Mi infancia son recuerdos de los pregones de Sevilla. De los pregones de la siesta de Sevilla. Los pregones eran las humanas campanadas del reloj que te iba dando las horas y los cuartos de la siesta. Primero pasaba el vendedor de búcaros, con su burro y sus angarillas cargadas de barros rojos de La Rambla, de blancos y romanos barros de Lebrija:

-¡Búcaros finos!

En el habla de pueblo del tío del pregón, no sonaba así su soñoliento anuncio. Lo que entendíamos era:

-¡Busca a Rufino!

Y siempre había una criada picardeada y sinvergonzona, que respondía zumbona a la fingida orden de busca que publicaba el tío de los búcaros:

-¡Busca tú a Rufino con los cuernos, cabrón, que no vas a dejar que mis niños se duerman la siesta!

Luego venía el pregón de las magnolias. El tío de las magnolias pasaba siempre borracho por la calle Bayona, muy ligero, a favor de querencia, camino del alpiste en Casa Morales. Y su pregón era con una melodía tan bella y tan hermosa que la tengo perdida en la memoria como la miniatura de un cuplé de La Piquer con tatuajes y embarcados que sonara por la radio de cretona.

Y el pregón del tío de las arvellanas cordobesas: «¡Arvellanas cordobesas, qué ricas y que buenas!» Y aquel estrambote, aquella media verónica, aquel remate por seguiriyas de la saeta del pregón: «Una gorda ví a dá un vagón, una gorda ví a dá un vagón...»

Y pasaba el tío del mantillo para las macetas, con su casi funeral pregón, como un lamento: «Mantiiiiiiiiiillo pá las macetas».

Y en casa de mi abuela, el pregón del tío del carrito donde llevaba una mercería ambulante: «¡Bobinas de tós los colores, cortes de cintas baratos!»

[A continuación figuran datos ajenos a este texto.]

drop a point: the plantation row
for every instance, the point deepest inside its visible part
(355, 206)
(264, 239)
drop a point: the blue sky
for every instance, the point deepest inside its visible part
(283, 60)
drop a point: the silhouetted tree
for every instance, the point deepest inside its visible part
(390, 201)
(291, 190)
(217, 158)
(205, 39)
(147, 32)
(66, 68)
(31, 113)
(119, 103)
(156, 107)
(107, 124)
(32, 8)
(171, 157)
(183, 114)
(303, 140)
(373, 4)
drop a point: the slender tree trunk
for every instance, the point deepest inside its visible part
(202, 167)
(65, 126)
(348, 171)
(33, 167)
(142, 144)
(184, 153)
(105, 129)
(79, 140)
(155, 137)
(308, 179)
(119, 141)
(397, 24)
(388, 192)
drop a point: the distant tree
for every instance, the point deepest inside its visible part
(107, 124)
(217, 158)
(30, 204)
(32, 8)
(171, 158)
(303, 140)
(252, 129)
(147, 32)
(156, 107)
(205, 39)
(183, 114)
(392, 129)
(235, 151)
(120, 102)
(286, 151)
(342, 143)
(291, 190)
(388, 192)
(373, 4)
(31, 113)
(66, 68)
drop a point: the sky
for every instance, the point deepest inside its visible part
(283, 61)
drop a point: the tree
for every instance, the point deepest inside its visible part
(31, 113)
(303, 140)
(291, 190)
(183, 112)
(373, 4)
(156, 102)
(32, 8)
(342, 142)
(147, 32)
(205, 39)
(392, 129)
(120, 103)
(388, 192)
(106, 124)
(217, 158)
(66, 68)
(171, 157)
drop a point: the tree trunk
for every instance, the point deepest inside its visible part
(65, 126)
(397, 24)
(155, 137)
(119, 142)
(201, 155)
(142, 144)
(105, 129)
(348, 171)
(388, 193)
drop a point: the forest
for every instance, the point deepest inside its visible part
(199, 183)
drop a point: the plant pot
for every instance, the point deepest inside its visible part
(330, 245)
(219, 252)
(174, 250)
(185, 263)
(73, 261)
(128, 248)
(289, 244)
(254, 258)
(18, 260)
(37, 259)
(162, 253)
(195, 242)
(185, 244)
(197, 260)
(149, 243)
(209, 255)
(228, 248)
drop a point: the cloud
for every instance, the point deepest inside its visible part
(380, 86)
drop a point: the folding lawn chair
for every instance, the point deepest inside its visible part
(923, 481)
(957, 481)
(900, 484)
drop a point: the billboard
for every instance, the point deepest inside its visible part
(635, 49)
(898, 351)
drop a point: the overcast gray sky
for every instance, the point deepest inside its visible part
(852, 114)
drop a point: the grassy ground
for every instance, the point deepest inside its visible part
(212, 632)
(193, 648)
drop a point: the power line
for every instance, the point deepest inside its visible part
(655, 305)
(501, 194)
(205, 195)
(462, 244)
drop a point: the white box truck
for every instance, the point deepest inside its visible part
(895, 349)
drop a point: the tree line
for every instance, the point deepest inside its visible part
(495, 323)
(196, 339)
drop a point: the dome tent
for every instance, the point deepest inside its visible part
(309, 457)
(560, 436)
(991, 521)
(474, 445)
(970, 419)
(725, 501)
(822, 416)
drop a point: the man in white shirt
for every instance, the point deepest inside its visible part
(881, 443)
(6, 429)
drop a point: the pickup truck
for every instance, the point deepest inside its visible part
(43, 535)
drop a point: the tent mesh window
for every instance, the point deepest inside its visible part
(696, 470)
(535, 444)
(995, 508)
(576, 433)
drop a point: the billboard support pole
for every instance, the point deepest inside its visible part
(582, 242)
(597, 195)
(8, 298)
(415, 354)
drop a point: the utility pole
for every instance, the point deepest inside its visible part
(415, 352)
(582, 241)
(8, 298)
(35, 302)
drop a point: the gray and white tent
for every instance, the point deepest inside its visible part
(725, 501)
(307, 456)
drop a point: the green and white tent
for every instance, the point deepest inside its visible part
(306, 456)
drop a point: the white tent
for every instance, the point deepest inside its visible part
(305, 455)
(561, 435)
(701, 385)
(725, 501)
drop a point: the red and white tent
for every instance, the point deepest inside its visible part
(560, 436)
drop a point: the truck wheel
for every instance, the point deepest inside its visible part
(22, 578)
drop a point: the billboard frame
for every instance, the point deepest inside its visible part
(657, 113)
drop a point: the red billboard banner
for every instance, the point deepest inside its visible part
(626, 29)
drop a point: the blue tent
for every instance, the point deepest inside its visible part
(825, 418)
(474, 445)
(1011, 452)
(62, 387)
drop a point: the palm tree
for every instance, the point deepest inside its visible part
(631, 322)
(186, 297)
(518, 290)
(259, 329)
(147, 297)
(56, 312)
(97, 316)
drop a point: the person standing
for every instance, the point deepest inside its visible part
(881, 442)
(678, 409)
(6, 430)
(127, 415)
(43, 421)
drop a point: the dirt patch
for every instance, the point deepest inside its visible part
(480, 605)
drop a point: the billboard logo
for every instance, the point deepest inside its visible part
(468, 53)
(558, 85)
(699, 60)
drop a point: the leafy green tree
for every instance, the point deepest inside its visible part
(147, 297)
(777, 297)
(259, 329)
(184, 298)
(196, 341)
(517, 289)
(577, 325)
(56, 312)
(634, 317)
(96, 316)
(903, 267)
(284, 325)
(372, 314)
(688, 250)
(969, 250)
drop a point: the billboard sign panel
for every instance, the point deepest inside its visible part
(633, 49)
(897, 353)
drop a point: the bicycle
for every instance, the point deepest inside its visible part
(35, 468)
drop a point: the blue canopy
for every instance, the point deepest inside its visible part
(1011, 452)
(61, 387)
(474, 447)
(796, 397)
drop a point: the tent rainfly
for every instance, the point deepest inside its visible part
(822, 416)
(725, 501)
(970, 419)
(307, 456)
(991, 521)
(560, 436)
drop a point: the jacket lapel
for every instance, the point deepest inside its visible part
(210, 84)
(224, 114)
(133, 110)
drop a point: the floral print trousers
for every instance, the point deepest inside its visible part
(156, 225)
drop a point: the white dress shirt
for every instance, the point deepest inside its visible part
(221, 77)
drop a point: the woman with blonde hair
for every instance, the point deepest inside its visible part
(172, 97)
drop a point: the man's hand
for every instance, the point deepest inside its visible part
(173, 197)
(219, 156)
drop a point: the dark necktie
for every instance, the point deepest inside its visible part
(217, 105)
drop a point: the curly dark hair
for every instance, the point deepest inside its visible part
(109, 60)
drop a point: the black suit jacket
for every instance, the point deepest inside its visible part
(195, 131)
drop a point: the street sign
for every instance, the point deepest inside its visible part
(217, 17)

Y el que vendía los galápagos, que llevaba en una red. Si lo cogieran ahora, con lo protegidos que están, no le iba a liar ná Medio Ambiente: «¡El bichito con la casita a cuestas!»

Hasta que llegaban los niños de los jazmines, con sus bateas metálicas y sus moñas, que eran como el apresurado reloj de la tarde que marcaba la hora en que ya empezaba a pasar el municipal camión de riego refrescando la Avenida con una parábola de espuma de agua a cada lado de sus guardabarros. El pregón de los niños de los jazmines significaba que pronto empezarían a sonar las campanas del atardecer, con la flama en la piedra de la Catedral:

-¡Los jazmines, niña, qué bien huelen los jazmines!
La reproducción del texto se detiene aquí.